Some people refer to an impact driver as an impact drill. Most of the time they’re referring to the same tool. Some people may be thinking of a rotary hammer, but that’s less common.
There are several key differences between an impact driver and a drill. The main one is that a drill uses steady rotation and creates a smooth turning motion. An impact driver uses the hammer/anvil mechanism and turns as the impact happens.
Another big difference is how they hold bits. A drill has a chuck with teeth that close in and open up as you twist it. An impact driver has a 1/4-inch hex collet that you pull out to insert or release a bit. When you let it go and it springs back into place, the bit locks in.
Because of the design differences, impact drivers are usually lighter and more compact, but the impact vibration is very noticeable compared to a drill.
There are other differences to consider as well. Read more about them here.
Impact drivers are mostly useful for heavy construction
An impact driver is the fastening king of most tool collections. Whether you’re building a deck, installing hinges, running long screws, or doing a host of other wood and metal fastening chores, there’s a good chance your impact driver will be your go-to tool.

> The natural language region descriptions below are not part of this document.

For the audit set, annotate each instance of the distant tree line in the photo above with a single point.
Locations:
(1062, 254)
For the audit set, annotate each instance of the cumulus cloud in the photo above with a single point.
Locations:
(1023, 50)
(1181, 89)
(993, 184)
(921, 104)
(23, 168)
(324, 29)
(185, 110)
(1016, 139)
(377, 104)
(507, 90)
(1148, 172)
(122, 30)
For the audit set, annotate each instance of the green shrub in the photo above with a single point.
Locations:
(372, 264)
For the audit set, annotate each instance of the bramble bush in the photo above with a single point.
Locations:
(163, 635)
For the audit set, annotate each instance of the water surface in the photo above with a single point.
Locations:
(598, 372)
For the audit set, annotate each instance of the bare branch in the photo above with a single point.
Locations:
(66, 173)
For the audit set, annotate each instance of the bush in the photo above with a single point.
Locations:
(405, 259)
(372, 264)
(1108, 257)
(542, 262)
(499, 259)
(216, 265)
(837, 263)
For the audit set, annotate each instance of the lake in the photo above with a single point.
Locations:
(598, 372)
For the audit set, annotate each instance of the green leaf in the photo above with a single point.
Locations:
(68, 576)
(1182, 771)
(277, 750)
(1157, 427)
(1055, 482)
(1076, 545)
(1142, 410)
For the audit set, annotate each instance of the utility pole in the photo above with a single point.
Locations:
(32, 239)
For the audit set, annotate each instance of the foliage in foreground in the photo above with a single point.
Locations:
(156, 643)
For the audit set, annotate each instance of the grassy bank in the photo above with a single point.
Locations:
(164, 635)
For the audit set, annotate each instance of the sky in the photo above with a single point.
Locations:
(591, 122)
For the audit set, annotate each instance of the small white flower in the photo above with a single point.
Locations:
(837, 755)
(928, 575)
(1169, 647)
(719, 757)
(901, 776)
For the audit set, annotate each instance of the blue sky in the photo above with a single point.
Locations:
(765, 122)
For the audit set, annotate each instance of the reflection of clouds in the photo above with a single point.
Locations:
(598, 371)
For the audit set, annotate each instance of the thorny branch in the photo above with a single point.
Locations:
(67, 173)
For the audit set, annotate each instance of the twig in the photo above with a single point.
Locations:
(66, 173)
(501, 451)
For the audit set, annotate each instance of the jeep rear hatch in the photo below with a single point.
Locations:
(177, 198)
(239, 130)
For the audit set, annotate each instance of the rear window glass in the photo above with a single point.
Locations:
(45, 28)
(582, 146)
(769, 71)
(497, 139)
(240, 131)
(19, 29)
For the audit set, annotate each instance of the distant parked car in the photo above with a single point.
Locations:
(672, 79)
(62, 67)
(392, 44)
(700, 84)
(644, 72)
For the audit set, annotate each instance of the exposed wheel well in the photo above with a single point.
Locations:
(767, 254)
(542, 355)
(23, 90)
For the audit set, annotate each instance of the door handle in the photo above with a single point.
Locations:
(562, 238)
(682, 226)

There are some times you shouldn’t use it, though. For example, the high speeds and violent impacts they generate aren’t great for small screws like the ones you use on cabinets.
In recent years, accessory manufacturers have put 1/4-inch hex shanks on drill bits, spade bits, and even step bits along with a handful of others. That makes the impact driver even more versatile because you can make holes in addition to driving screws. Just be aware that the impacting creates more vibration in the handle, so it won’t feel as smooth as a drill.
HOW DO YOU USE AN IMPACT DRIVER?
Using an impact driver is similar to using a drill with a couple of major differences. The first we already talked about—is how you load the collet. Pull it out to load or unload your bit and let it spring back into place to lock the bit in. It’s perfectly okay to give the bit a little tug to make sure it’s secure.
Many impact drivers have multiple modes. If you’re used to the way a drill works, it’s a bit different. On a drill, as you shift to the high-speed gear, you lose torque as a consequence. When you put it in the low-speed gear, you get more torque.
On an impact driver, low speed also has the lowest torque. As you move up to higher-speed gears, you get more torque.
Once you match the bit with the hole you want to drill or fastener you want to drive, select which gear you want to use (if available—some are single-speed), and pull the trigger.
The trigger on most is a variable speed design, meaning it speeds up the more you pull it. Pull the trigger gently at first to help you control the start and ensure you’re going in straight. Once you are, go ahead and pull the trigger all the way in until you’ve completed your hole or drive.